Walflides (o Flides) era um dessas amizades retada, porreta, bom farrista como ninguém. Os convidados chegando, o falatório comendo no centro, e eu, já meio barro meio tijolo (mas ainda encucado), me dirigi ao Jones e:
– Rapaz! vamos devagar com o andor; esse negócio com transporte da Ceplac... Será que nos viram?
– Qualé! a assistência foi rápida como manda o figurino. Se algum gaiato ficar querendo saber demais, a gente diz que foi presente de um fazendeiro do Fecha.
Ao condolente ato, compareceram umas dez pessoas, e entre rezas, oferendas, a do santo, a despenada não sobrou pra quem quis. Só que, com a incorrigível discrição do Jones, no outro dia do Rabo da Gata ao Havaí e adjacências, se sabia do banquete funerário.
Antes, estando nas bandas da Ventania, costumávamos aportar para um papo sobre cacau, e, persuadi-lo a mutuário nosso; após o acidental lance galináceo, embora o convencimento de nenhum espião pelas paragens, ficamos receosos de encarar o português.
O tempo passou.
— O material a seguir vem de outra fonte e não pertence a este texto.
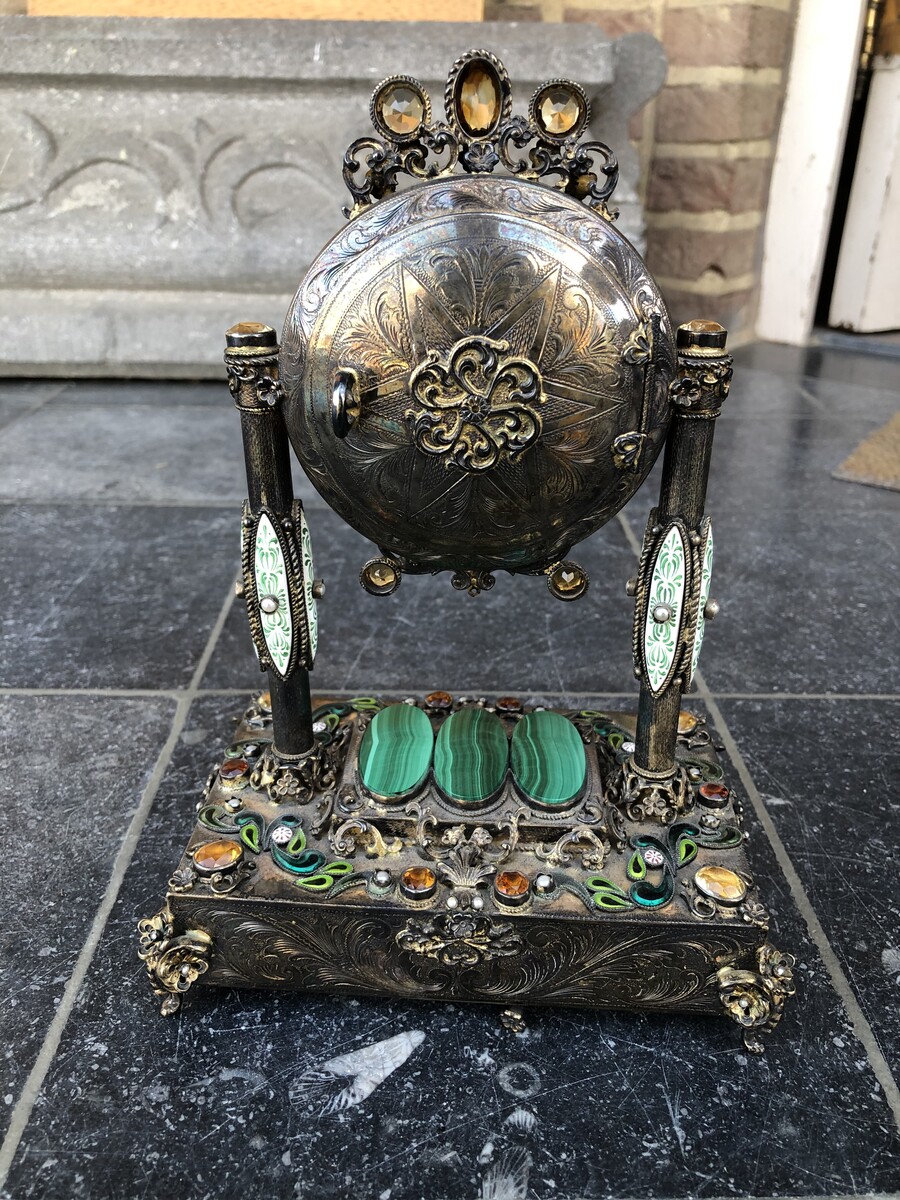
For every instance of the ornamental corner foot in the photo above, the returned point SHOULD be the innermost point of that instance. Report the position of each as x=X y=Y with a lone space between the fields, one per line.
x=174 y=961
x=755 y=1000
Pintava na ocasião uma orientação referente à – se não me falha a memória – um alargamento do crédito do penhor e do investimento. Nesse período, abundava o dinheiro para a cacauicultura e não havia a famigerada Vassoura de Bruxa. Sim, e deveríamos fazer a maior divulgação possível.
Seguindo o Calendário de Visitas, apesar da pulga atrás da orelha chegamos como nada houvesse acontecido, e como de praxe recebidos educadamente. Mais ou menos uma hora de conversa, o objetivo cumprido, pronto, chegara o momento de zarpar. Comemorávamos a ausência de sinais testemunhais quando o seu Joaquim, com toda a calma do mundo, insinuando, interrogou-nos se havíamos há uns dois meses, passado por ali. Foi uma ducha fria, e naquela de “sim, sim, não, não”, de “não houve jeito”, confessamos. E com a tranqüilidade redobrada, explicando ser a cantante pertencente ao administrador, nos fizera a cobrança – preço de mercado da época – para restituir ao proprietário.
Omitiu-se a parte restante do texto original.